Supplemental oxygen increases neutrophil chemokines in BAL fluid or media. A: apoptosis of alveolar neutrophils was assessed via FACS using Annexin V and 7-AAD staining at various time points. B: neutrophil-recruiting chemokines including MIP-2, KC, and LIX were assessed at intervals after IT LPS or IT W in mice receiving either 21% or 60% oxygen (n = 3–6/group, *P < 0.05). C: naïve alveolar macrophages were exposed to LPS or media ex vivo followed 3 h later by 21% or 60% oxygen, and MIP-2 and KC were measured in the supernatant at 4, 8, and 24 h (n = 5–6/group, *P < 0.05). D: MLE-12 cells, a murine alveolar epithelial cell line, were exposed to LPS or media similar to above followed 3 h later by 21 or 60% oxygen, and MIP-2 and KC were measured in the supernatant at 24 h (n = 4/group, *P < 0.05).

Fig. 6.

Neutrophil depletion abrogates the augmentation of LPS-induced lung injury by supplemental oxygen. Mice received LPS and supplemental oxygen as described, as well as concomitant treatment with neutrophil-depleting Gr-1 or isotype antibodies.

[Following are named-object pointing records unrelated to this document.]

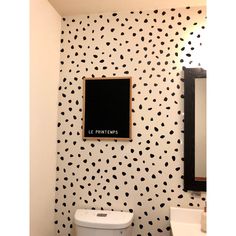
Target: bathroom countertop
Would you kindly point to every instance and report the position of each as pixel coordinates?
(186, 229)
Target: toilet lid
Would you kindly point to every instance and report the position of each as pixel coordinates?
(102, 219)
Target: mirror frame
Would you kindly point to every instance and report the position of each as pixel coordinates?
(190, 74)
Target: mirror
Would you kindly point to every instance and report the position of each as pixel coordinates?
(194, 129)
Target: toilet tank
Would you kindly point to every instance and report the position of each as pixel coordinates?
(102, 223)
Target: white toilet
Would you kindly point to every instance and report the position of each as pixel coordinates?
(102, 223)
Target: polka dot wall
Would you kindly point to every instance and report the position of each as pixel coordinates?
(144, 175)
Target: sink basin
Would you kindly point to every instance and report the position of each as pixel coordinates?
(186, 221)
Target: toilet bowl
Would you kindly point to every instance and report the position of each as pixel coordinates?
(102, 223)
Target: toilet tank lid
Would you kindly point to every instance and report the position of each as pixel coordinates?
(101, 219)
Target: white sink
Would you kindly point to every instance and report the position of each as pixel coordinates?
(186, 221)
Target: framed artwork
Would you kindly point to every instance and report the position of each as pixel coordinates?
(107, 108)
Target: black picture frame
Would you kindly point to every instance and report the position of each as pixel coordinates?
(190, 183)
(107, 108)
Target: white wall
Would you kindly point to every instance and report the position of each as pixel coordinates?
(45, 25)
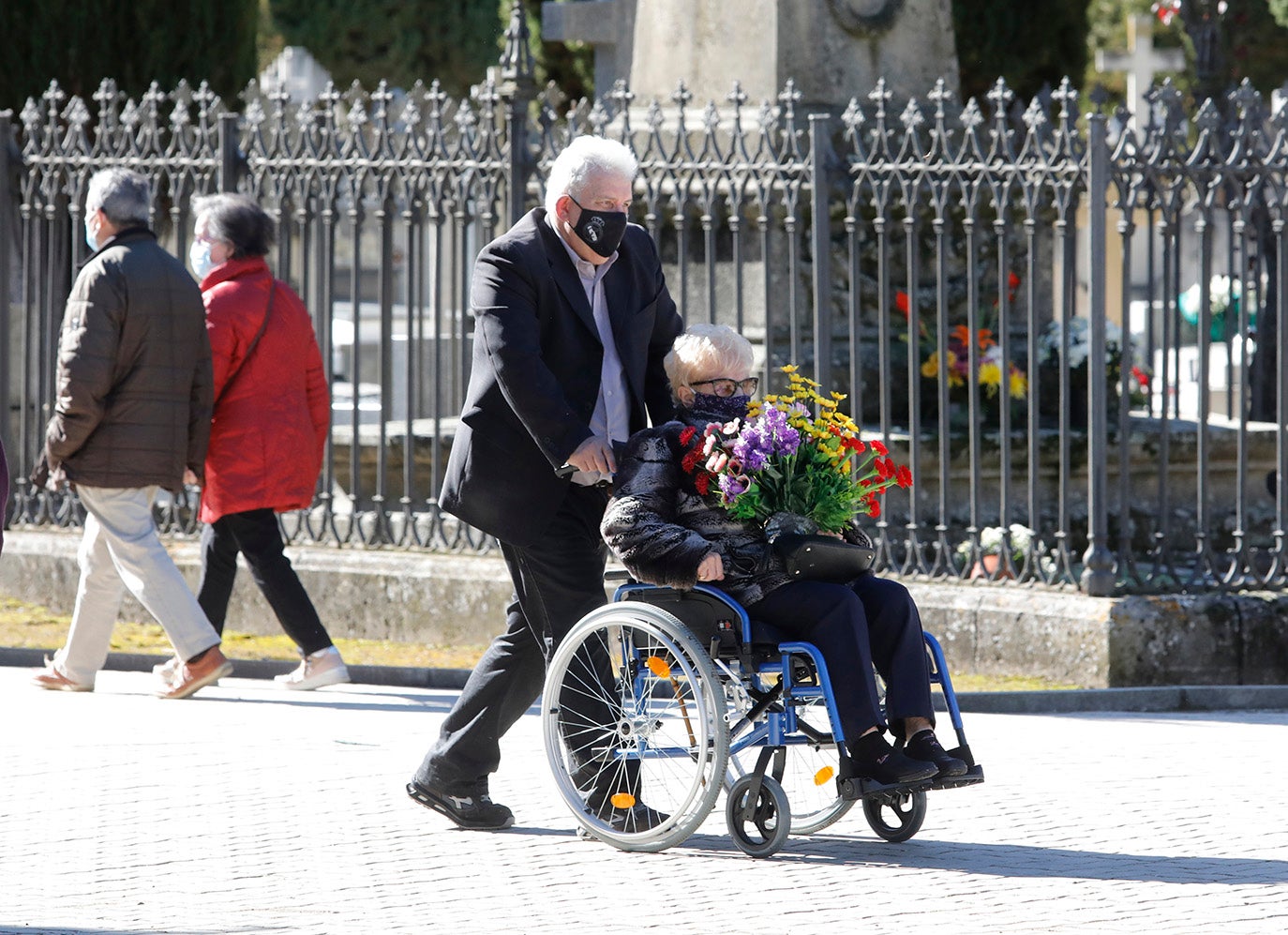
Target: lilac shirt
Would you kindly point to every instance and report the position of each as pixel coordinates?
(612, 416)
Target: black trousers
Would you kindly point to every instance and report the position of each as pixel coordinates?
(557, 581)
(871, 622)
(257, 535)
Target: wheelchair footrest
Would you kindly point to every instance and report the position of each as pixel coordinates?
(974, 777)
(854, 789)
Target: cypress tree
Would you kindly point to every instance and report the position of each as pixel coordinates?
(1030, 44)
(135, 44)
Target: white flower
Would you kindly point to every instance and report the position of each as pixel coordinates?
(1080, 341)
(991, 541)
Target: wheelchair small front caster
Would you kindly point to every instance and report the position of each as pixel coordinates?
(758, 827)
(895, 815)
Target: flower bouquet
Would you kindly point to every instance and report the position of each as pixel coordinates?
(794, 454)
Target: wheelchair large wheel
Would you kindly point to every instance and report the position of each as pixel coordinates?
(809, 775)
(758, 827)
(634, 716)
(895, 817)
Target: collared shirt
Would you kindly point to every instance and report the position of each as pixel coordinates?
(612, 415)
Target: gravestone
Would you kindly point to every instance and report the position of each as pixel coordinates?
(1142, 62)
(832, 49)
(296, 72)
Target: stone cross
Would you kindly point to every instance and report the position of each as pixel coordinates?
(296, 72)
(1142, 62)
(832, 51)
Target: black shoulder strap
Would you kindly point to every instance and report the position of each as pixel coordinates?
(254, 342)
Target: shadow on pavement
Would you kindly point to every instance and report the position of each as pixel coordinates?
(1010, 861)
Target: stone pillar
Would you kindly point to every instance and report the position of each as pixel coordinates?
(832, 49)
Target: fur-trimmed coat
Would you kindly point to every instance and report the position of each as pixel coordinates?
(661, 527)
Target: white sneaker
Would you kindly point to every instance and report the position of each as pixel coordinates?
(165, 671)
(321, 669)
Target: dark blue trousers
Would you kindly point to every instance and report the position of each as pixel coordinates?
(557, 581)
(871, 622)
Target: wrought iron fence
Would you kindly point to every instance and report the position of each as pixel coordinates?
(997, 286)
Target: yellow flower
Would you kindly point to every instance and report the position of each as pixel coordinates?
(930, 369)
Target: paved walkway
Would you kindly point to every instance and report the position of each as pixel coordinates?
(247, 809)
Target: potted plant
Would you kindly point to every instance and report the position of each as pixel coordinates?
(985, 562)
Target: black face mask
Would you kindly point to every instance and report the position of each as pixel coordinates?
(724, 409)
(602, 231)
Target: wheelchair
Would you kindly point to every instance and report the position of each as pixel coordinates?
(666, 699)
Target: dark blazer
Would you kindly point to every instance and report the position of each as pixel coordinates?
(534, 378)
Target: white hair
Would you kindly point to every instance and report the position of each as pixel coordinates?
(123, 195)
(585, 158)
(708, 348)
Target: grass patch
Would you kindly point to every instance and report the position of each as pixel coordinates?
(37, 627)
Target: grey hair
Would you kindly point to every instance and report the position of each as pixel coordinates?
(237, 220)
(585, 158)
(715, 348)
(123, 195)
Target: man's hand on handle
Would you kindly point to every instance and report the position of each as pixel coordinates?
(594, 455)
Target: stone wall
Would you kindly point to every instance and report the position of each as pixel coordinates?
(984, 628)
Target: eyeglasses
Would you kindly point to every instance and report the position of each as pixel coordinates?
(724, 386)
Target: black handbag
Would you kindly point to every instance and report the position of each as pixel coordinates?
(822, 558)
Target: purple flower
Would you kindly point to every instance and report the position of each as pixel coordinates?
(732, 486)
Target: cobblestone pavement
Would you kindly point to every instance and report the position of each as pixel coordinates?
(250, 809)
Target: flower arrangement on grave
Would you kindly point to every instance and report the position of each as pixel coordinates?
(1077, 355)
(995, 383)
(1225, 296)
(794, 454)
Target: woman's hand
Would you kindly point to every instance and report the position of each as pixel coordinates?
(711, 568)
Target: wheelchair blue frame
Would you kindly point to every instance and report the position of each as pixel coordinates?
(781, 727)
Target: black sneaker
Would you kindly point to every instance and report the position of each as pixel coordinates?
(925, 746)
(474, 813)
(872, 758)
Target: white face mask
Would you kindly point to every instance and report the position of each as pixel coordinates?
(199, 255)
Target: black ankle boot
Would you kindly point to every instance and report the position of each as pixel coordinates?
(874, 758)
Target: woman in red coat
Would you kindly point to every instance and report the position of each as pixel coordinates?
(268, 431)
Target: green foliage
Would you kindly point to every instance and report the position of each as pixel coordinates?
(1257, 43)
(399, 41)
(1029, 44)
(135, 44)
(1280, 10)
(571, 66)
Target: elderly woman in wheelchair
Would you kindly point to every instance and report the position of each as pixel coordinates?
(666, 534)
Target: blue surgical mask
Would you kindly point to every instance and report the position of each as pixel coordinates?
(723, 409)
(199, 255)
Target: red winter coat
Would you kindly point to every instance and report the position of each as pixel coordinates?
(269, 425)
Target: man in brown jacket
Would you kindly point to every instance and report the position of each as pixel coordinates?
(131, 413)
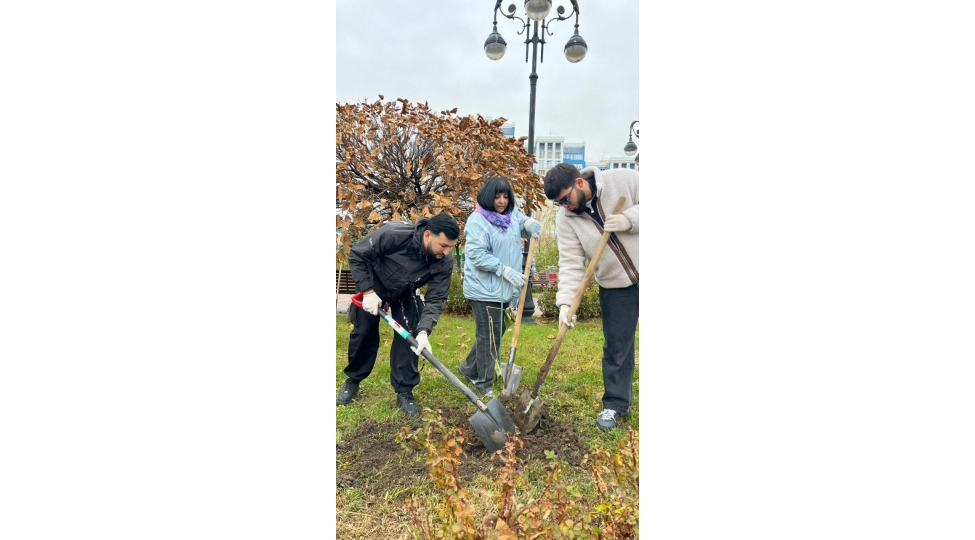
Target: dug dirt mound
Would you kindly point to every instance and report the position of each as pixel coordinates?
(370, 458)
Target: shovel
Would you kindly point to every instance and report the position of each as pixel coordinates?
(511, 375)
(530, 407)
(491, 423)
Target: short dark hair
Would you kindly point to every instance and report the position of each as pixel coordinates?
(495, 185)
(559, 177)
(444, 223)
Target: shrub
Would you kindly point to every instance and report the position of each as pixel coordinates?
(547, 251)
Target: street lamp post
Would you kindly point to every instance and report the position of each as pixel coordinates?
(575, 50)
(631, 147)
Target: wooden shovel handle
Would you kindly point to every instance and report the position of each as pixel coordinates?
(524, 291)
(583, 285)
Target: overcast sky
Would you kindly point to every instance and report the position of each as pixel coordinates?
(433, 51)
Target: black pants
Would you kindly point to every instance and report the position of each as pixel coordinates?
(621, 309)
(480, 362)
(364, 344)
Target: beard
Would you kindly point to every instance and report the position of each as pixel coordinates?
(429, 251)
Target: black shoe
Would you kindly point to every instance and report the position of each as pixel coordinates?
(607, 419)
(348, 391)
(407, 403)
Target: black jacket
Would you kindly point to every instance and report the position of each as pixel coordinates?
(392, 262)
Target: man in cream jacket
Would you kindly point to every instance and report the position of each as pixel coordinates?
(587, 198)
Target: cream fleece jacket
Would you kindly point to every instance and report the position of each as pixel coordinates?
(578, 234)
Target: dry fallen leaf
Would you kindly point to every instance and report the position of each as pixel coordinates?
(504, 532)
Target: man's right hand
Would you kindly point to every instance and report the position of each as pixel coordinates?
(514, 277)
(564, 317)
(371, 303)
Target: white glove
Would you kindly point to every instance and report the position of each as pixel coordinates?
(564, 317)
(617, 223)
(371, 303)
(422, 342)
(513, 276)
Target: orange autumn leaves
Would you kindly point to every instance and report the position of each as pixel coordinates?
(397, 160)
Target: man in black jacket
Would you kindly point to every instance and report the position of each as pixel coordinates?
(390, 266)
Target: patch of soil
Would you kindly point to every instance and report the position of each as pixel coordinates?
(372, 460)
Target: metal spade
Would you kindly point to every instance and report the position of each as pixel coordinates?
(531, 408)
(512, 371)
(491, 423)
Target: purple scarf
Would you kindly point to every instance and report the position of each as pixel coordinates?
(501, 220)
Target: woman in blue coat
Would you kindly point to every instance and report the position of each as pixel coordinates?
(492, 274)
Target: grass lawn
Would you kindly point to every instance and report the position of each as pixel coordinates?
(572, 392)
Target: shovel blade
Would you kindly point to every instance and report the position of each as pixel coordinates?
(512, 380)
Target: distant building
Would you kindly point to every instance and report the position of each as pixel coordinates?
(552, 149)
(621, 162)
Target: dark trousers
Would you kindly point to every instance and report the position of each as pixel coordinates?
(621, 309)
(479, 365)
(364, 344)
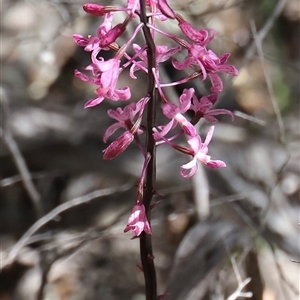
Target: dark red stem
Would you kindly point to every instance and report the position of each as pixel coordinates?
(146, 252)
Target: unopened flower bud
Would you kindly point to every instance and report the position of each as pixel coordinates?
(118, 146)
(166, 9)
(95, 10)
(112, 35)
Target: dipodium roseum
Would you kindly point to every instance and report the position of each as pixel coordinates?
(137, 221)
(210, 64)
(105, 74)
(199, 152)
(175, 113)
(203, 108)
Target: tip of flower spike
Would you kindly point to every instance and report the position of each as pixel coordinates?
(95, 10)
(118, 146)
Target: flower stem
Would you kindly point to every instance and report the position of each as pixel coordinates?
(146, 253)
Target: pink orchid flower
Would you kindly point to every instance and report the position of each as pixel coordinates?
(174, 112)
(203, 108)
(209, 64)
(118, 146)
(125, 117)
(105, 74)
(92, 43)
(200, 151)
(162, 55)
(137, 221)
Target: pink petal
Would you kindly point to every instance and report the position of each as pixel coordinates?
(214, 164)
(93, 102)
(217, 84)
(209, 135)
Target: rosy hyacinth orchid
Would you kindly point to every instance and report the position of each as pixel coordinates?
(203, 108)
(200, 151)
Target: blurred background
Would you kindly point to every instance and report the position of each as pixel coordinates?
(211, 233)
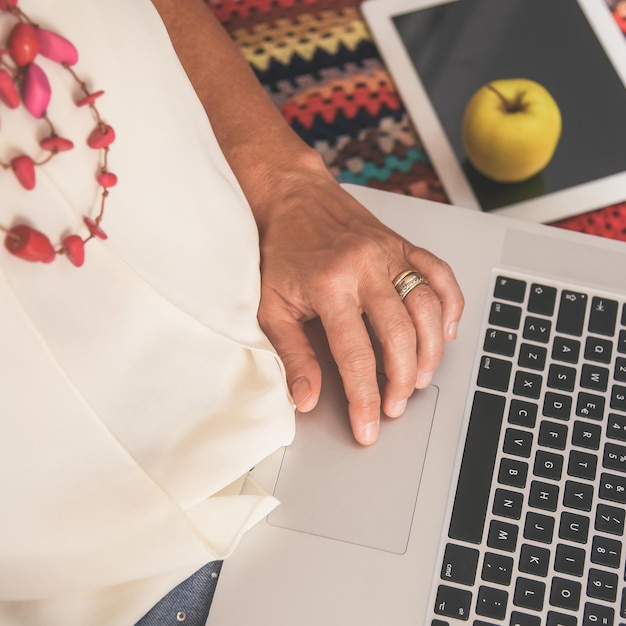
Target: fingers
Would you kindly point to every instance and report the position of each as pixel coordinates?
(304, 377)
(444, 285)
(352, 350)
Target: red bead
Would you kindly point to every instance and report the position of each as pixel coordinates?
(101, 137)
(92, 97)
(23, 43)
(56, 144)
(94, 229)
(24, 168)
(7, 5)
(29, 244)
(8, 90)
(74, 248)
(56, 48)
(107, 179)
(36, 90)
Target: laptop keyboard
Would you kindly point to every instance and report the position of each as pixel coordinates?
(537, 526)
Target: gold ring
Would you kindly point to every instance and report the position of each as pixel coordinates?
(407, 281)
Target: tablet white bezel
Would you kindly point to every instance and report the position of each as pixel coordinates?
(551, 207)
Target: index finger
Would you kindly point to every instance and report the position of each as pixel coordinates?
(352, 350)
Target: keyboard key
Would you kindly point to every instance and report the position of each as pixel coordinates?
(511, 289)
(571, 316)
(613, 488)
(544, 496)
(619, 373)
(518, 442)
(616, 427)
(497, 568)
(603, 316)
(574, 527)
(614, 457)
(512, 473)
(590, 406)
(557, 405)
(565, 593)
(578, 495)
(552, 435)
(598, 350)
(492, 602)
(494, 373)
(529, 594)
(582, 465)
(569, 560)
(561, 619)
(524, 619)
(609, 519)
(606, 551)
(522, 413)
(538, 527)
(534, 560)
(459, 564)
(505, 315)
(602, 585)
(586, 435)
(453, 602)
(502, 536)
(618, 398)
(594, 377)
(561, 377)
(537, 329)
(527, 385)
(532, 357)
(508, 503)
(541, 299)
(566, 349)
(479, 458)
(597, 615)
(621, 342)
(548, 465)
(500, 342)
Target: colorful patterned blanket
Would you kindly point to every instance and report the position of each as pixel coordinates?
(318, 62)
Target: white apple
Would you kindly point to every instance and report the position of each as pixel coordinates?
(511, 128)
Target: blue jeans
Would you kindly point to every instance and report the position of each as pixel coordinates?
(189, 603)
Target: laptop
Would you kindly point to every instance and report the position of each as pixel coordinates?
(439, 52)
(499, 497)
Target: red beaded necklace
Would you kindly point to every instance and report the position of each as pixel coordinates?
(23, 82)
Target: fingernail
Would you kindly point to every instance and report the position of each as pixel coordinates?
(423, 380)
(300, 391)
(397, 408)
(369, 433)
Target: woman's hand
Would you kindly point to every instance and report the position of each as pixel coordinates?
(323, 254)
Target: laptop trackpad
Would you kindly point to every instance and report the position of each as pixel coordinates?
(330, 486)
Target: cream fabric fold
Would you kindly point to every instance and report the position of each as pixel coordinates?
(137, 391)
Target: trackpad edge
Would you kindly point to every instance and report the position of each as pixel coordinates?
(330, 486)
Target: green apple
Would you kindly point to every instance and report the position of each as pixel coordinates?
(511, 129)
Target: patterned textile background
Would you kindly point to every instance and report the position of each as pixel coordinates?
(318, 62)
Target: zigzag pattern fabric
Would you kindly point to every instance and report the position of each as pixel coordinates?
(319, 64)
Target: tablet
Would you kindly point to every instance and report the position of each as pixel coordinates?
(439, 52)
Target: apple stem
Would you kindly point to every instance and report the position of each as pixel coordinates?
(514, 106)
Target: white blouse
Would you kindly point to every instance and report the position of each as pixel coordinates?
(138, 390)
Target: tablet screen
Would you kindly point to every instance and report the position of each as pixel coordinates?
(456, 47)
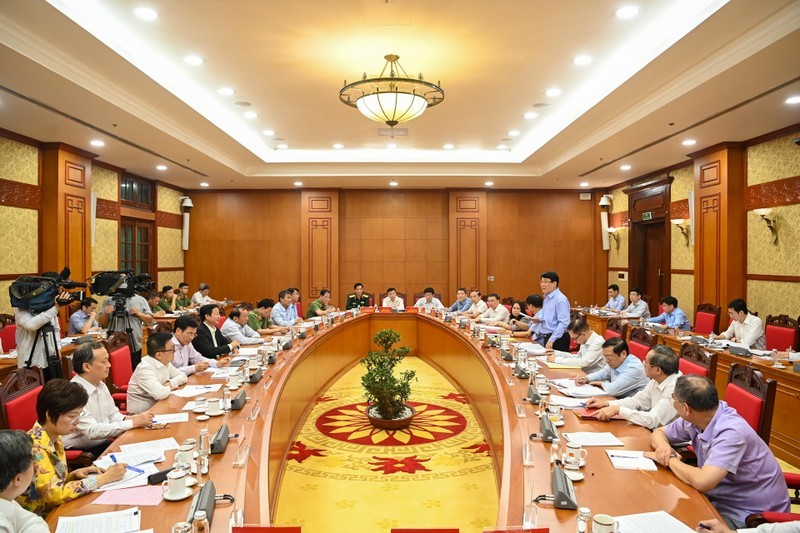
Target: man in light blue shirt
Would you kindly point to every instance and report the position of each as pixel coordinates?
(462, 303)
(673, 316)
(555, 314)
(624, 376)
(616, 302)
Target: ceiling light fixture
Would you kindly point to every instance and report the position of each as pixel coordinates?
(391, 97)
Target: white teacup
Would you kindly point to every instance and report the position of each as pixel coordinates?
(574, 455)
(175, 484)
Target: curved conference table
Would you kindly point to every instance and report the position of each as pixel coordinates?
(303, 374)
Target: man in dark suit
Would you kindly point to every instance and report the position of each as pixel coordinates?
(210, 342)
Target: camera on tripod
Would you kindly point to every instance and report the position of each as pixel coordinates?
(37, 293)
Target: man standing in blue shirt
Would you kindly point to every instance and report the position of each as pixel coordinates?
(555, 314)
(673, 316)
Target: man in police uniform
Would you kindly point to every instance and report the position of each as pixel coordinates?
(357, 299)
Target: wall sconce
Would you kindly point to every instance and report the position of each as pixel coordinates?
(686, 230)
(770, 222)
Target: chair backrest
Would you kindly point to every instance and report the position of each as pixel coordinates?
(781, 332)
(18, 398)
(706, 319)
(694, 359)
(753, 397)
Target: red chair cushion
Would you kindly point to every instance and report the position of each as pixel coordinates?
(688, 367)
(704, 323)
(21, 412)
(746, 404)
(778, 338)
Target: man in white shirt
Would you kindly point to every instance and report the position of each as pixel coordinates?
(651, 407)
(478, 306)
(428, 301)
(392, 300)
(590, 354)
(745, 328)
(494, 311)
(100, 420)
(16, 474)
(236, 328)
(155, 377)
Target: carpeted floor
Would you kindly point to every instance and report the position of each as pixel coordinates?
(345, 476)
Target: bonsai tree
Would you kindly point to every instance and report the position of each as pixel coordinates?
(382, 388)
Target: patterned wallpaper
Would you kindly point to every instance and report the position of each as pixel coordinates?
(20, 240)
(683, 290)
(19, 162)
(782, 258)
(773, 160)
(168, 200)
(773, 298)
(105, 183)
(169, 248)
(105, 252)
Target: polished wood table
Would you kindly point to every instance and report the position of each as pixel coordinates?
(305, 373)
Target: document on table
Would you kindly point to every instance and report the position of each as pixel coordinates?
(655, 522)
(631, 460)
(589, 438)
(127, 521)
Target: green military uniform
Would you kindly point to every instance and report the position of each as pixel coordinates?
(354, 301)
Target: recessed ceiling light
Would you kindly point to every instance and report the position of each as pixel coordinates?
(627, 12)
(145, 13)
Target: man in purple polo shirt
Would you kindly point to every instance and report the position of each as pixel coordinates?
(735, 468)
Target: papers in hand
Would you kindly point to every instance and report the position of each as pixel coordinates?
(631, 460)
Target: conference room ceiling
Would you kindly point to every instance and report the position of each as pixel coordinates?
(709, 70)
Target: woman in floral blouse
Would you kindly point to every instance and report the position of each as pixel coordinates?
(58, 409)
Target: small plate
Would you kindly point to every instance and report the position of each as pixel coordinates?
(188, 492)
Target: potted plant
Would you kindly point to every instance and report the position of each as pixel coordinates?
(385, 391)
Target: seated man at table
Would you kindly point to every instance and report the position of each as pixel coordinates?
(84, 319)
(495, 312)
(638, 307)
(100, 420)
(624, 375)
(392, 300)
(187, 359)
(590, 351)
(673, 316)
(428, 301)
(735, 468)
(745, 327)
(210, 341)
(651, 407)
(357, 298)
(16, 473)
(462, 302)
(616, 302)
(236, 328)
(258, 319)
(155, 377)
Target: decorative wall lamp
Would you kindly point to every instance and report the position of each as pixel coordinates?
(770, 222)
(686, 230)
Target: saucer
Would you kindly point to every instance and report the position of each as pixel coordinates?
(186, 493)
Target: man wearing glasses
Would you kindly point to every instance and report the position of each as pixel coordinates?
(155, 377)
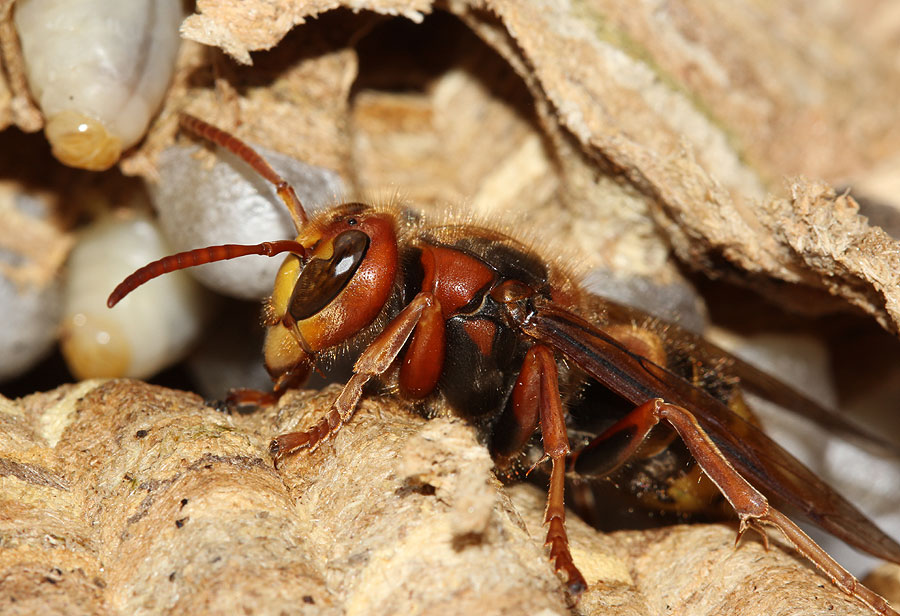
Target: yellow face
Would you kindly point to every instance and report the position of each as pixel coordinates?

Injury parameters were assessed at day 4. A: BAL neutrophils and macrophages were quantified (n = 3–5/group, *P < 0.05). B: representative lung histology sections from each group, stained with H&E. C: lung injury scores as described for each group; n = 3–5 mice/group; *P < 0.05. BAL protein and albumin (D) and wet lung to body weight (E) were in each group (n = 3–5/group, *P < 0.05). TNFα (F) and chemokines MIP-2 and KC (G) were assessed in BAL fluid of mice from each group (n = 3–5/group; *P < 0.05).